Sunday, April 4, 2010

Easterly


The royal “we” refers to the habit eminent persons sometimes have of referring to themselves in the plural—a famous example being Queen Victoria’s rejoinder to a social gaff by one of her subjects, “We are not amused.” It has been reported that Admiral Rickover once told a subordinate who used the royal we: "Three groups are permitted that usage: pregnant women, royalty, and schizophrenics. Which one are you?"

I am wondering if there is a similar expression for what might be called the “journalistic we” or the “sociological we.” As in the headline I spotted in the Houston Chronicle this morning: “Some scholars fear we’re losing the religious meaning of Easter.”

When I come upon such things, I can’t help thinking of the Lone Ranger joke that ends with the punchline, “What you mean we, white man?” Jews, Muslims, athiests and Hindus certainly aren’t losing the religious meaning of Easter. They’re probably not familiar with it, and wouldn’t be too interested in any case. And while we’re at it, we might ponder why scholars would “fear” this loss of meaning, unless it happens that they also feel that religious interpretations of widely-celebrated Christian holidays are the mortar that holds our society in place. The sorry truth is that newspapers are designed to instill anxiety in their readers—hence the “fear.” And it’s true, you wouldn’t sell too many newspapers off the street with the more accurate but less gripping headline: “Scholars note decline among Christians in explicitly religious interpretation of Easter.”

In this case scholars (I wonder what their field of expertise is?) have been a little slow on the uptake. The importance of the religious meaning of Easter has been declining now for centuries. This is what we call Old News.

Of course, scholars can never be content to “note” something, however antediluvian it may be. No, their job is to explain it. And one such explanation offered here is that Easter is “safer” when the resurrection of Jesus isn’t so prominently displayed in it.

“Jesus is very challenging,” one assistant professor at a local Houston seminary remarks. “To encounter him is existentially challenging. It can be scary and uncomfortable.” Far more so than Easter bunnies, hats, and eggs, to be sure.

Yet it seems to me that the concept of bodily resurrection is not only challenging, but downright bizarre. For example, what is the spiritual merit of suggesting that an amputee will appear at the Pearly Gates minus an arm or a leg? And what about those unfortunate individuals who have been frozen solid and ground to a pulp in a wood chipper, ala Fargo? What’s to become of them in the next world?

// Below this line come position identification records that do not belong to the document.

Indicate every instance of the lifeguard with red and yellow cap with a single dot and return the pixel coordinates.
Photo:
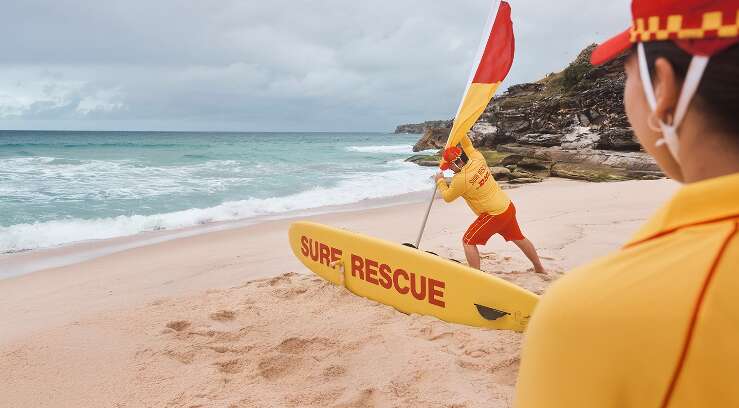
(656, 324)
(495, 212)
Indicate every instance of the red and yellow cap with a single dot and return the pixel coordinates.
(699, 27)
(450, 154)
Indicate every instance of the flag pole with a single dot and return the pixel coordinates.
(426, 217)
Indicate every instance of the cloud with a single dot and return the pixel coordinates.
(276, 65)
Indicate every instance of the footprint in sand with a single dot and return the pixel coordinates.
(288, 293)
(223, 315)
(297, 345)
(178, 325)
(230, 366)
(276, 366)
(334, 371)
(364, 399)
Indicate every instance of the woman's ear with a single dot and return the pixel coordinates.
(666, 90)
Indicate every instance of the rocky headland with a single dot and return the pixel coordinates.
(569, 124)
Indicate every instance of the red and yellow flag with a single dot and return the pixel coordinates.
(494, 60)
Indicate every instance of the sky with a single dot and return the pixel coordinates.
(276, 65)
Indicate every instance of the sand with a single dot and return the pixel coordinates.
(230, 319)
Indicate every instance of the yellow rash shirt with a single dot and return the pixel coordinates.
(476, 185)
(655, 324)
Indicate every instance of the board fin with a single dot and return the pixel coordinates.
(488, 313)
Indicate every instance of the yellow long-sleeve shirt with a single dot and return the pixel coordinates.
(476, 185)
(655, 324)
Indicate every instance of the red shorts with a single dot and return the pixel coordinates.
(486, 225)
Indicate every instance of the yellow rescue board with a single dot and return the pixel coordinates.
(410, 280)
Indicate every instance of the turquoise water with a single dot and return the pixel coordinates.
(62, 187)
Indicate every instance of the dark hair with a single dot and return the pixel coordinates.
(718, 91)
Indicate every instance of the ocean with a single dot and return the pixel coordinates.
(61, 187)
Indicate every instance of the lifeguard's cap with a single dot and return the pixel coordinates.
(450, 154)
(699, 27)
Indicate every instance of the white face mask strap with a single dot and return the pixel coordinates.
(690, 85)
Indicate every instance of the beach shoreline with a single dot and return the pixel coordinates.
(231, 318)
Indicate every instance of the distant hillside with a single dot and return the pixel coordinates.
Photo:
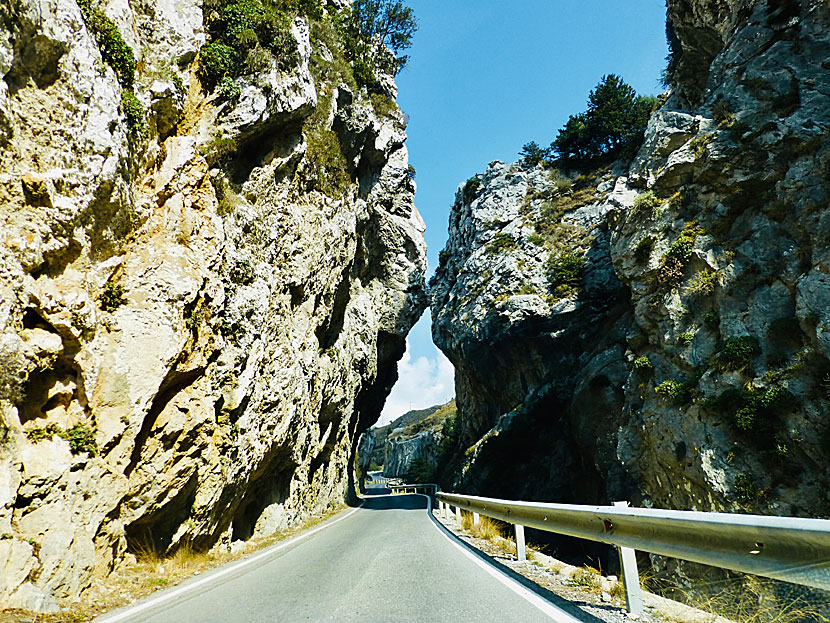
(410, 423)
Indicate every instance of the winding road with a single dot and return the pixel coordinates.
(385, 561)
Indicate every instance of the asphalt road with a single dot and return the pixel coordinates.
(385, 562)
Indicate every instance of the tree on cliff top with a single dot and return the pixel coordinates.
(370, 28)
(615, 119)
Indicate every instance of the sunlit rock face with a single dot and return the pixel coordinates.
(687, 367)
(194, 332)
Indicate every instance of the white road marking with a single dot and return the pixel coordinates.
(541, 604)
(215, 576)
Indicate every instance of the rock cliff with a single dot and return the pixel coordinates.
(657, 330)
(203, 295)
(412, 444)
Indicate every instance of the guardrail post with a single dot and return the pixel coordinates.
(521, 552)
(631, 577)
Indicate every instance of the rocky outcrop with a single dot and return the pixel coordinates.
(655, 331)
(196, 323)
(412, 443)
(401, 453)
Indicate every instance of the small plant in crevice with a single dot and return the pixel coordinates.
(648, 204)
(711, 320)
(81, 437)
(113, 296)
(737, 353)
(702, 283)
(565, 271)
(686, 338)
(753, 408)
(134, 114)
(745, 489)
(677, 257)
(114, 50)
(643, 364)
(471, 189)
(682, 391)
(500, 243)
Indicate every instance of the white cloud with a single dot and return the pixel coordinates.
(422, 383)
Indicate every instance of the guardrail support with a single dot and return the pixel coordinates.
(631, 576)
(521, 553)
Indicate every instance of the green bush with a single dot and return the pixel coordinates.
(216, 61)
(112, 297)
(746, 491)
(648, 202)
(114, 50)
(81, 437)
(737, 353)
(703, 283)
(533, 154)
(751, 409)
(643, 363)
(500, 243)
(471, 189)
(565, 272)
(134, 112)
(327, 167)
(615, 120)
(367, 28)
(675, 259)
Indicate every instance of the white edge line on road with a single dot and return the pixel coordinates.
(215, 576)
(546, 607)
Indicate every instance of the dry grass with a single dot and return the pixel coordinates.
(150, 572)
(486, 528)
(587, 578)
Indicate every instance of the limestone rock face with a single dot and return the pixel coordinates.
(194, 329)
(686, 366)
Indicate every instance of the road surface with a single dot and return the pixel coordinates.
(385, 562)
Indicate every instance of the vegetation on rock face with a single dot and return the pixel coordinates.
(117, 54)
(501, 243)
(615, 119)
(114, 50)
(565, 272)
(81, 437)
(678, 255)
(240, 29)
(368, 30)
(113, 296)
(471, 189)
(246, 36)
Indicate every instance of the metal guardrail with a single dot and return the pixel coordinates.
(783, 548)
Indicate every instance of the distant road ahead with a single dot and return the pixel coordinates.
(386, 562)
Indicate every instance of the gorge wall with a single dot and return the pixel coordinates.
(203, 296)
(659, 330)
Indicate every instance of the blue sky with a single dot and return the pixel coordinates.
(484, 78)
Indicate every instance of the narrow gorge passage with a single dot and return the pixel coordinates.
(386, 562)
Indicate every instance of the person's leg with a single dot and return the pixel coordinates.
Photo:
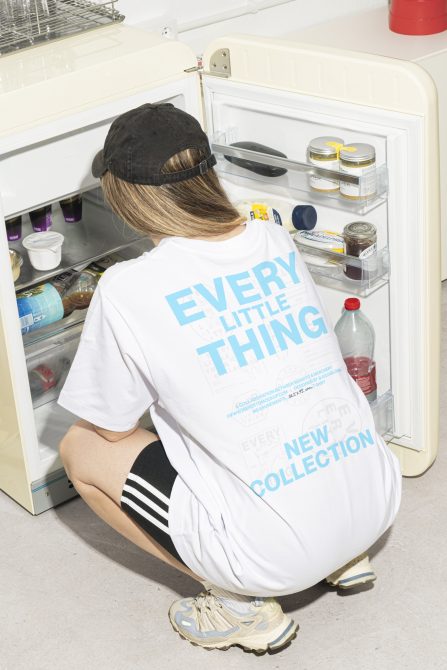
(98, 470)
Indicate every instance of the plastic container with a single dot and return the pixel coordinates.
(38, 307)
(268, 209)
(72, 208)
(44, 249)
(304, 217)
(321, 239)
(418, 17)
(41, 219)
(14, 229)
(16, 263)
(356, 338)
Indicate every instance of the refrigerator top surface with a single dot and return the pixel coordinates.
(87, 53)
(58, 80)
(368, 32)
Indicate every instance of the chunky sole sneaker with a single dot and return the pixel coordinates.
(207, 622)
(358, 571)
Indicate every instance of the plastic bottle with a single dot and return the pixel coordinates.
(38, 307)
(356, 339)
(47, 375)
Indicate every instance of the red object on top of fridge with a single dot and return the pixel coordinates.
(418, 17)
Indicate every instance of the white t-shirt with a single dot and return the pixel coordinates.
(282, 477)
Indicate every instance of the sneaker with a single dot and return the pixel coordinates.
(213, 621)
(358, 571)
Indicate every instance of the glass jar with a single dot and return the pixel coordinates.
(361, 241)
(360, 161)
(323, 152)
(16, 263)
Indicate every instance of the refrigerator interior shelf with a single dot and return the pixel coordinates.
(58, 328)
(48, 364)
(383, 412)
(295, 183)
(328, 268)
(98, 233)
(40, 21)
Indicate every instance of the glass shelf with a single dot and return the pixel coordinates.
(53, 329)
(78, 316)
(328, 269)
(99, 233)
(48, 364)
(383, 412)
(296, 181)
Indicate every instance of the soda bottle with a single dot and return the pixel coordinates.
(356, 339)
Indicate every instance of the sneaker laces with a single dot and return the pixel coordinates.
(205, 604)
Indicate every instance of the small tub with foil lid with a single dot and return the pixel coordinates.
(44, 249)
(16, 263)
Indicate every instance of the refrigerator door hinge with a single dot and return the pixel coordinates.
(220, 65)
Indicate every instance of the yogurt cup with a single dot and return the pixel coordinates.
(44, 249)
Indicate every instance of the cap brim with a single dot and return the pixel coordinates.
(98, 167)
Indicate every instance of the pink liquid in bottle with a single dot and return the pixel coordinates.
(363, 371)
(355, 335)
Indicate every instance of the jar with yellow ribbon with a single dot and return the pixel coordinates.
(359, 160)
(324, 153)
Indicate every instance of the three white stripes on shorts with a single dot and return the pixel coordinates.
(146, 504)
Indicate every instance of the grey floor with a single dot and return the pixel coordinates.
(74, 595)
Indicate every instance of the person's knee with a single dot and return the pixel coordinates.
(69, 449)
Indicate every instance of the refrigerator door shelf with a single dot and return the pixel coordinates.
(296, 181)
(48, 365)
(328, 268)
(98, 233)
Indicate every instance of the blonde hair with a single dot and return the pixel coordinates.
(196, 207)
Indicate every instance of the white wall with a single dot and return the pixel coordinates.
(289, 16)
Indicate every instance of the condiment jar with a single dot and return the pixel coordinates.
(360, 161)
(361, 241)
(324, 153)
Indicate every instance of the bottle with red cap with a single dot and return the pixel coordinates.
(356, 339)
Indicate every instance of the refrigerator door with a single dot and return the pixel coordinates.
(283, 94)
(57, 102)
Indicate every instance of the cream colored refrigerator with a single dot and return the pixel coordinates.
(57, 102)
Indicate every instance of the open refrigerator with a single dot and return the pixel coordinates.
(57, 104)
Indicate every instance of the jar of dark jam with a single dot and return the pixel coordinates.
(361, 241)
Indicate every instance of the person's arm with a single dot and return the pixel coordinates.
(113, 435)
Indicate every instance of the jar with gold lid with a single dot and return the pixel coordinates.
(323, 152)
(360, 161)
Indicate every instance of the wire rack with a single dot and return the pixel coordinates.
(34, 22)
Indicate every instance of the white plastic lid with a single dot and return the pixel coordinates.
(46, 240)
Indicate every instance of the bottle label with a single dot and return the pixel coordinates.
(265, 213)
(363, 371)
(368, 183)
(320, 183)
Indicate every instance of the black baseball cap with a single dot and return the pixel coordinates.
(140, 141)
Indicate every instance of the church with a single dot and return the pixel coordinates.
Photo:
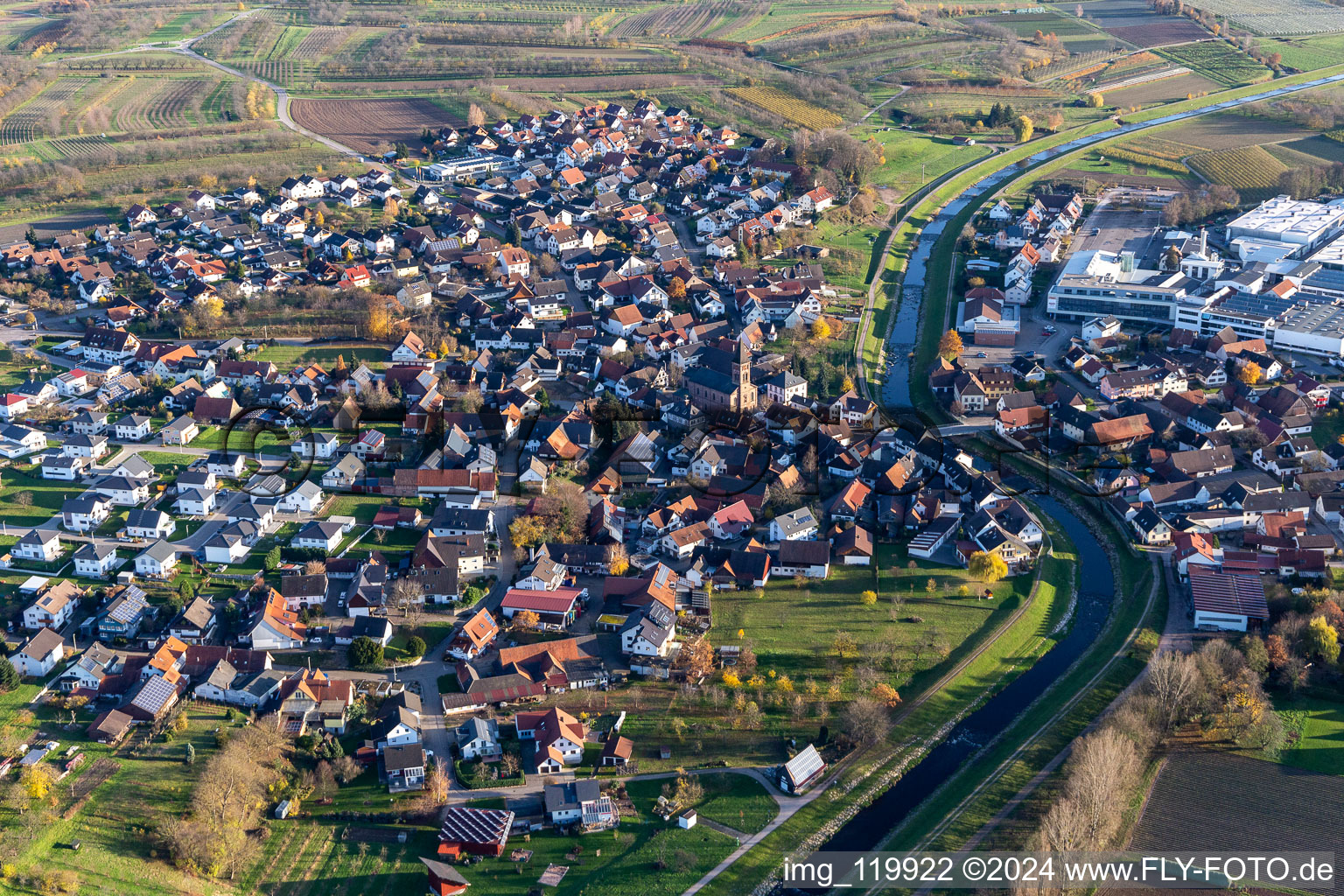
(724, 381)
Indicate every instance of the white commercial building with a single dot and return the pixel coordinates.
(1300, 223)
(1097, 284)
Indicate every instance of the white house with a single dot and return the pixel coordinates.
(195, 501)
(95, 560)
(122, 491)
(85, 514)
(804, 557)
(305, 499)
(158, 560)
(132, 427)
(150, 524)
(38, 544)
(799, 526)
(316, 444)
(321, 535)
(54, 609)
(648, 632)
(39, 654)
(478, 738)
(65, 468)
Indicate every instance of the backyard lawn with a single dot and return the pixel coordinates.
(794, 629)
(361, 507)
(628, 863)
(738, 801)
(288, 356)
(1319, 728)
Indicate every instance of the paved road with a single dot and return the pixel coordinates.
(900, 339)
(185, 47)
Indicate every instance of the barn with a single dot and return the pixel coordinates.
(1228, 601)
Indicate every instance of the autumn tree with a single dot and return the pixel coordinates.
(37, 780)
(365, 653)
(378, 318)
(696, 659)
(8, 676)
(408, 595)
(887, 695)
(527, 531)
(987, 567)
(213, 838)
(864, 719)
(1321, 641)
(950, 346)
(1101, 775)
(620, 562)
(438, 780)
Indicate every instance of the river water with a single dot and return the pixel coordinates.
(895, 391)
(872, 825)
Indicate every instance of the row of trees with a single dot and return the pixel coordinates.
(1198, 205)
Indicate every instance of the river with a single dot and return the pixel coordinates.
(895, 391)
(872, 825)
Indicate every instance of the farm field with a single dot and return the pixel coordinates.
(368, 124)
(927, 102)
(779, 20)
(737, 801)
(790, 108)
(1306, 54)
(1219, 62)
(1319, 728)
(1286, 17)
(794, 627)
(1199, 802)
(1135, 23)
(1161, 90)
(626, 861)
(1230, 130)
(1251, 171)
(679, 20)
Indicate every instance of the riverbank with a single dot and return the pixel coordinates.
(927, 724)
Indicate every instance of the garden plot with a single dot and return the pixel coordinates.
(1283, 17)
(1133, 22)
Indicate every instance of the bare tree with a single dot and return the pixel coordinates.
(864, 719)
(1173, 682)
(1102, 770)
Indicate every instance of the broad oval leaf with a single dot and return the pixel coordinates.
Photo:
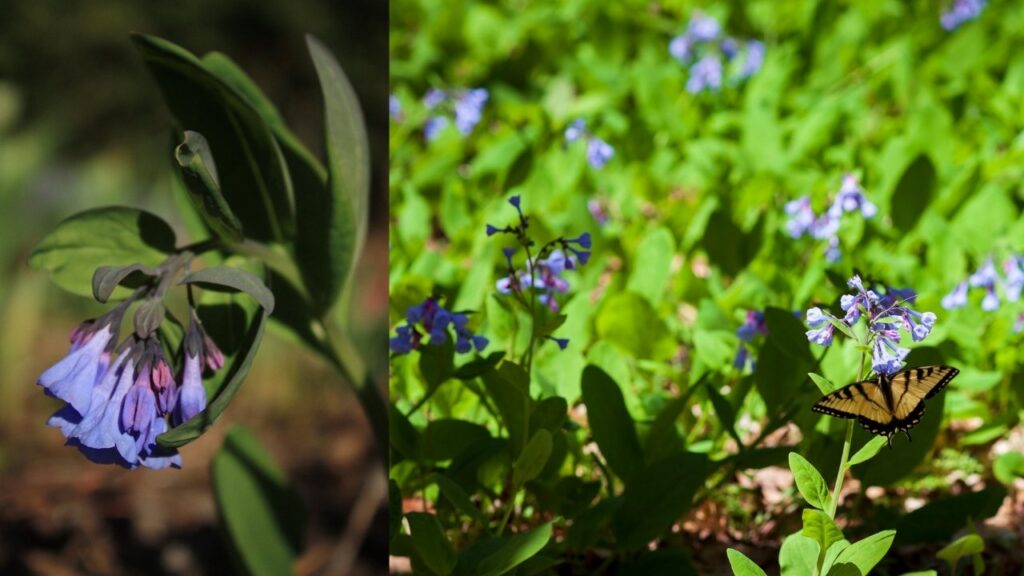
(107, 279)
(431, 543)
(261, 513)
(517, 549)
(114, 237)
(799, 556)
(863, 554)
(232, 280)
(333, 220)
(809, 482)
(532, 459)
(610, 422)
(200, 174)
(742, 566)
(225, 389)
(253, 175)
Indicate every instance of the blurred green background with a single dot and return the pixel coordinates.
(82, 125)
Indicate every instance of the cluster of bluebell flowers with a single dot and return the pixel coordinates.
(708, 52)
(802, 220)
(542, 279)
(988, 279)
(884, 314)
(434, 320)
(120, 396)
(599, 152)
(466, 106)
(753, 326)
(962, 11)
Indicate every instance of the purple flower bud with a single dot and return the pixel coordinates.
(192, 395)
(706, 75)
(599, 153)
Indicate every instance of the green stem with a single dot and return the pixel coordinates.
(847, 442)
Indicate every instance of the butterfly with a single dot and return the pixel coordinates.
(888, 404)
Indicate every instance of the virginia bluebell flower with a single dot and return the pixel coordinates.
(434, 321)
(542, 280)
(962, 11)
(885, 315)
(986, 278)
(467, 106)
(801, 219)
(706, 75)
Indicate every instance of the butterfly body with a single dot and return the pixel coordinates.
(888, 404)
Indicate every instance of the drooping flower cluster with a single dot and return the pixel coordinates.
(884, 315)
(802, 220)
(434, 321)
(598, 151)
(1011, 283)
(542, 279)
(962, 11)
(467, 106)
(709, 54)
(754, 325)
(120, 396)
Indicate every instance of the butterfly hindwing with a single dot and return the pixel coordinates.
(888, 404)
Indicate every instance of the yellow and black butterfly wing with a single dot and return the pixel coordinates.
(888, 404)
(864, 402)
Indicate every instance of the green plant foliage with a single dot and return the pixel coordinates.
(262, 515)
(670, 272)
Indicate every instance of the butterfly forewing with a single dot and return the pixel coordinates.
(888, 404)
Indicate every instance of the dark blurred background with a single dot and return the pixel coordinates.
(82, 125)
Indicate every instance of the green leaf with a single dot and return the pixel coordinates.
(477, 367)
(865, 553)
(799, 556)
(652, 264)
(107, 279)
(516, 550)
(610, 423)
(262, 516)
(821, 529)
(788, 333)
(459, 498)
(334, 220)
(394, 508)
(252, 172)
(508, 386)
(226, 279)
(532, 459)
(966, 545)
(200, 174)
(1009, 466)
(430, 542)
(742, 566)
(228, 386)
(437, 363)
(913, 193)
(812, 487)
(656, 496)
(867, 451)
(444, 439)
(115, 237)
(824, 384)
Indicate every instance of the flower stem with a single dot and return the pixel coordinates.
(847, 442)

The columnist admits that among Christians the spectrum of belief on who Jesus was and what the resurrection means is broad. The word “metaphor” appears, though it is summarily rejected.
“Let's don't try to water this down. Let's not try to make it just an idea,” one theologian remarks. “Jesus’s resurrection doesn't stand for something else, like a metaphor. Jesus's resurrection only represents his body, not his philosophy.”

But is that really true? If I'm not mistaken, there is a very powerful body of orthodox Christian belief that contends the crucifixion was not central to Christ's teaching or his mission. And if there is no connection between the body and the philosophy, which one should we be interested in?

The article concludes with a judgment by the Episcopal bishop for Texas, who admits that there is considerable confusion as to the exact nature and significance of Christ’s resurrection, though it doesn’t really trouble him much.

“While many may not be able to articulate fully the theology of resurrection, I think most Christians would say that they experience a sense of it in Christian community,” he says. “They experience resurrection through relationships with others, through the community a congregation offers and from service and outreach to other people. Christians testify that they experience, receive, and act out of the mystery of resurrection — this feeling of constant renewal.”

To me, it seems significance that year after year, Easter always happens in springtime. It's a fact. From the very first, it has been contingent on the spring equinox and the full moon. Sunlight, eggs, fertility, bunnies. It’s an attractive package. Family get-togethers, ham, scalloped potatoes, and the annual egg-fight. (I never win, gentle soul that I am.) These aren’t metaphors for something else. And they aren’t really a celebration of one individual’s resurrection. They’re elements of a social construct that has been passed down to us from our parents and grandparents. There is really no point in celebrating a resurrection which, considering the figure in question, was really a foregone conclusion. And who among us would be vain enough to celebrate his or her own resurrection, with the day of judgment still so far off and so problematical? What have we got left to celebrate, then, than the arrival of new birds, the quickening of the season, and the return of pastels to the blouses of the ones we love?